Understanding the Magnetic Polarizability Tensor

TL;DR

This paper provides new theoretical insights into the magnetic polarizability tensor, exploring its properties, bounds, and frequency response for different conducting objects, enhancing understanding of magnetic field perturbations caused by such objects.

Contribution

It introduces new splittings of the rank 2 polarizability tensor and derives bounds and expressions for its invariants and limiting coefficients, linking it with classical tensors and analyzing connectivity effects.

Findings

New bounds on Pólya-Szegő tensor invariants.

Expressions for low frequency and high conductivity limits.

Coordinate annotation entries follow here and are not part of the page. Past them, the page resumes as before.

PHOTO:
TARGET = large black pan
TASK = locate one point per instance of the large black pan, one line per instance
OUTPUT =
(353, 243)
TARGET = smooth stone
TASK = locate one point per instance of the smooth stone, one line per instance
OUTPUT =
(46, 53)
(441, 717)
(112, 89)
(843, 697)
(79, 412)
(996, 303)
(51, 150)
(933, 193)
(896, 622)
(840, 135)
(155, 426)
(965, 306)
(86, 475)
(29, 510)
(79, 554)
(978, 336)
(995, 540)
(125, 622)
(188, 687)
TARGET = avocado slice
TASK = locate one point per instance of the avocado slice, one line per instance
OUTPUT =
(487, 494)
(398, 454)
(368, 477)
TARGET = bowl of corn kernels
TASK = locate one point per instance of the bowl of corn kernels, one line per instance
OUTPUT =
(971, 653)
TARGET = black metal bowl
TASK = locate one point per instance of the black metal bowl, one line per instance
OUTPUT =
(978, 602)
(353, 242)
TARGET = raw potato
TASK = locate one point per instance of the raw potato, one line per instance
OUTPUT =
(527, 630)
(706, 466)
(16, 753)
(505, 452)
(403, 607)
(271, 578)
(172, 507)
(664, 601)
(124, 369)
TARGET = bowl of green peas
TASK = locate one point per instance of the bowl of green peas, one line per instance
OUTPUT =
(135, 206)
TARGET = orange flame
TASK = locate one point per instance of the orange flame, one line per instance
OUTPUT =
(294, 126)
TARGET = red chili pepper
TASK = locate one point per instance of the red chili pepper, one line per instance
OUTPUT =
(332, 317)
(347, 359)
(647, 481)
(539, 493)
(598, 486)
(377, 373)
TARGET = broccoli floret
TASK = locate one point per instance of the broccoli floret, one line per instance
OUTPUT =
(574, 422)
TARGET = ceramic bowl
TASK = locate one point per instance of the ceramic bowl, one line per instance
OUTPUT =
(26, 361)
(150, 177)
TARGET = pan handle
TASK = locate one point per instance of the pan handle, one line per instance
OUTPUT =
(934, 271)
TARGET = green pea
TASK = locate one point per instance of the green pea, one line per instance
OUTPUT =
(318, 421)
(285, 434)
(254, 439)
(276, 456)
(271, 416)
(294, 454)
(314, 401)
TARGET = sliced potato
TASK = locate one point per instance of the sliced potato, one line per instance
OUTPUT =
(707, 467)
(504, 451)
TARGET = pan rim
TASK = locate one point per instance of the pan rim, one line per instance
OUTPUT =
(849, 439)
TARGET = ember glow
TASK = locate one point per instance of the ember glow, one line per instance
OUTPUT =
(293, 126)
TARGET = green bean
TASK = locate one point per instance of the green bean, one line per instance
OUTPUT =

Connectivity influences high-frequency response of the tensor.

Abstract

The aim of this paper is provide new insights into the properties of the rank 2 polarizability tensor $\check{\check{\mathcal M}}$ proposed in (P.D. Ledger and W.R.B. Lionheart Characterising the shape and material properties of hidden targets from magnetic induction data, IMA Journal of Applied Mathematics, doi: 10.1093/imamat/hxv015) for describing the perturbation in the magnetic field caused by the presence of a conducting object in the eddy current regime. In particular, we explore its connection with the magnetic polarizability tensor and the P\'olya-Szeg\"o tensor and how, by introducing new splittings of $\check{\check{\mathcal M}}$, they form a family of rank 2 tensors for describing the response from different categories of conducting (permeable) objects. We include new bounds on the invariants of the P\'olya-Szeg\"o tensor and expressions for the low frequency and high conductivity limiting coefficients of $\check{\check{\mathcal M}}$. We show, for the high conductivity case (and for frequencies at the limit of the quasi-static approximation), that it is important to consider whether the object is simply or multiply connected but, for the low frequency case, the coefficients are independent of the connectedness of the object. Furthermore, we explore the frequency response of the coefficients of $\check{\check{\mathcal M}}$ for a range of simply and multiply connected objects.